Par ailleurs, les différentes études ont été faites avec des prothèses qui, pour la plupart, ont été retirées du marché. On peut espérer que les prothèses de nouvelle génération permettent de diminuer le taux de complications, mais il reste également à démontrer qu’elles apportent un gain sur le résultat anatomique et fonctionnel.



Recommandation sur l’utilisation de prothèse par voie vaginale pour traitement d’une cystocèle


Si l’utilisation de prothèse synthétique inter-vésico-vaginale améliore le résultat anatomique par rapport à la chirurgie autologue pour le traitement de la cystocèle (NP1), l’absence de différence sur le résultat fonctionnel et l’augmentation du nombre de réinterventions liées aux complications spécifiques, notamment d’érosions vaginales, ne plaident pas en faveur de l’utilisation systématique de prothèse dans la cure de cystocèle non récidivée de la femme. Elle doit être discutée au cas par cas compte tenu d’un rapport bénéfices/risques incertain à long terme (grade B).

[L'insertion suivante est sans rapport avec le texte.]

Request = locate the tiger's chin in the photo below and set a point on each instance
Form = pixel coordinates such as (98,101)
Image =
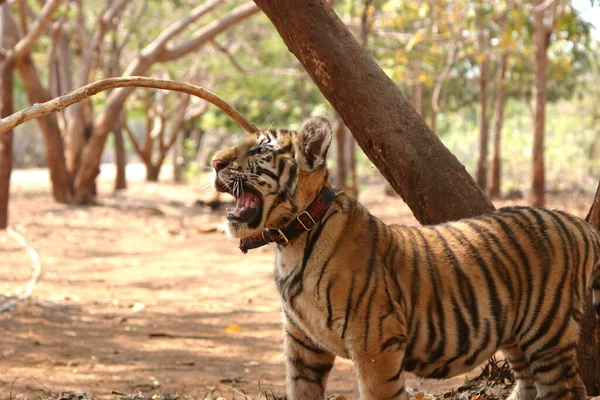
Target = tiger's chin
(244,219)
(240,230)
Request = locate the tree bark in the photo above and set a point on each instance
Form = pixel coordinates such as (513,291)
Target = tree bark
(54,149)
(6,139)
(541,41)
(429,178)
(152,171)
(482,165)
(120,156)
(494,188)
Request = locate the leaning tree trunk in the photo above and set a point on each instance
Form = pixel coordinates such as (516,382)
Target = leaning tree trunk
(6,139)
(386,127)
(588,352)
(429,178)
(494,187)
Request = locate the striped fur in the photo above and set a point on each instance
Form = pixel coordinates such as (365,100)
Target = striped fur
(433,300)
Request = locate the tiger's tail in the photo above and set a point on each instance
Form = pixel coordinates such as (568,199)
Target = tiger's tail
(593,218)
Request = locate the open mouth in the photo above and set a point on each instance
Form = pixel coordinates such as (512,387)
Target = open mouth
(248,208)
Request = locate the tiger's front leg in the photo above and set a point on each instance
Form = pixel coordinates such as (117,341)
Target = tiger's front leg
(307,364)
(382,376)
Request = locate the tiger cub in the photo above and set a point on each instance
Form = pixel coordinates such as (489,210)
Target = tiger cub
(433,300)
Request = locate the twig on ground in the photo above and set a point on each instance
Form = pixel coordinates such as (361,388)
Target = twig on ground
(174,336)
(35,276)
(59,103)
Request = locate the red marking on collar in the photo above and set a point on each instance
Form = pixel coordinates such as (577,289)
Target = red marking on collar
(305,221)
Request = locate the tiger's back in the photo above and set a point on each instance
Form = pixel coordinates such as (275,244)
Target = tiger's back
(434,300)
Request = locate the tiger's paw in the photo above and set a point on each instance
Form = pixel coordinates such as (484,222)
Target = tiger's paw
(523,391)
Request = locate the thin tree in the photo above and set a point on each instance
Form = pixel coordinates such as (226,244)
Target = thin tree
(494,187)
(484,67)
(545,15)
(6,108)
(12,49)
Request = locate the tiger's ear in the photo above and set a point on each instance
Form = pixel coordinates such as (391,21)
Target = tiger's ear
(312,143)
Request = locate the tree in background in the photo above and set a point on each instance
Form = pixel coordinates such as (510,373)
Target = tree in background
(546,15)
(13,48)
(389,130)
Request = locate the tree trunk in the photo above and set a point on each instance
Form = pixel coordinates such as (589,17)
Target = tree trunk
(588,352)
(53,144)
(340,152)
(385,125)
(120,156)
(156,51)
(351,156)
(177,157)
(483,126)
(494,187)
(6,139)
(433,121)
(541,37)
(152,171)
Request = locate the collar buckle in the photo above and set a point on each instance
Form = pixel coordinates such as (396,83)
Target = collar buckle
(274,235)
(309,223)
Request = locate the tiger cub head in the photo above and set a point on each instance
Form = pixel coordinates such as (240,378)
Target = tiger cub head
(273,175)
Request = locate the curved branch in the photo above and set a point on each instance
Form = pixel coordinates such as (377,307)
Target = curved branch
(35,275)
(59,103)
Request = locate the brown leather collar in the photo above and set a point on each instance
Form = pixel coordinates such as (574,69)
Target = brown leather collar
(305,221)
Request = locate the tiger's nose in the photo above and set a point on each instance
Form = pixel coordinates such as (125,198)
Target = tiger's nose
(219,164)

Il convient d’étayer son utilisation par des études complémentaires centrées sur des populations spécifiques à risque de récidive.



Liens d’intérêts


L. Le Normand : au cours des 5 dernières années, l’auteur a perçu des honoraires ou financements pour participation à des congrès, actions de formation, participation à des groupes d’experts, de la part des Laboratoires, Medtronic, Allergan, Astellas, Laborie, Boston scientific.


X. Deffieux : au cours des 5 dernières années, l’auteur a perçu des honoraires ou financements pour des activités de consultant de la part du laboratoire Allergan. L’auteur déclare aussi avoir déjà été pris en charge par des industriels impliqués en urogynécologie pour l’inscription et/ou le remboursement des frais de déplacement et d’hébergement pour des congrès médicaux (sans contrepartie).


L. Donon : l’auteur n’a aucun intérêt en lien avec cet article.


B. Fatton : l’auteur a été consultant et a perçu des honoraire ou financements pour participation à des congrès, à des actions de formation, à des réunions de groupes d’experts de la part des laboratoires Boston/Ams, Allergan, Coloplast.


F. Cour : au cours des trois dernières années, l’auteur a perçu des honoraires ou financements pour consultation (de la part des laboratoires Boston Scientific et Lilly) et communications (de la part des laboratoires Lilly et Ménarini). Enfin elle a été investigatrice pour les laboratoires Astellas, Cousin et Boston Scientific.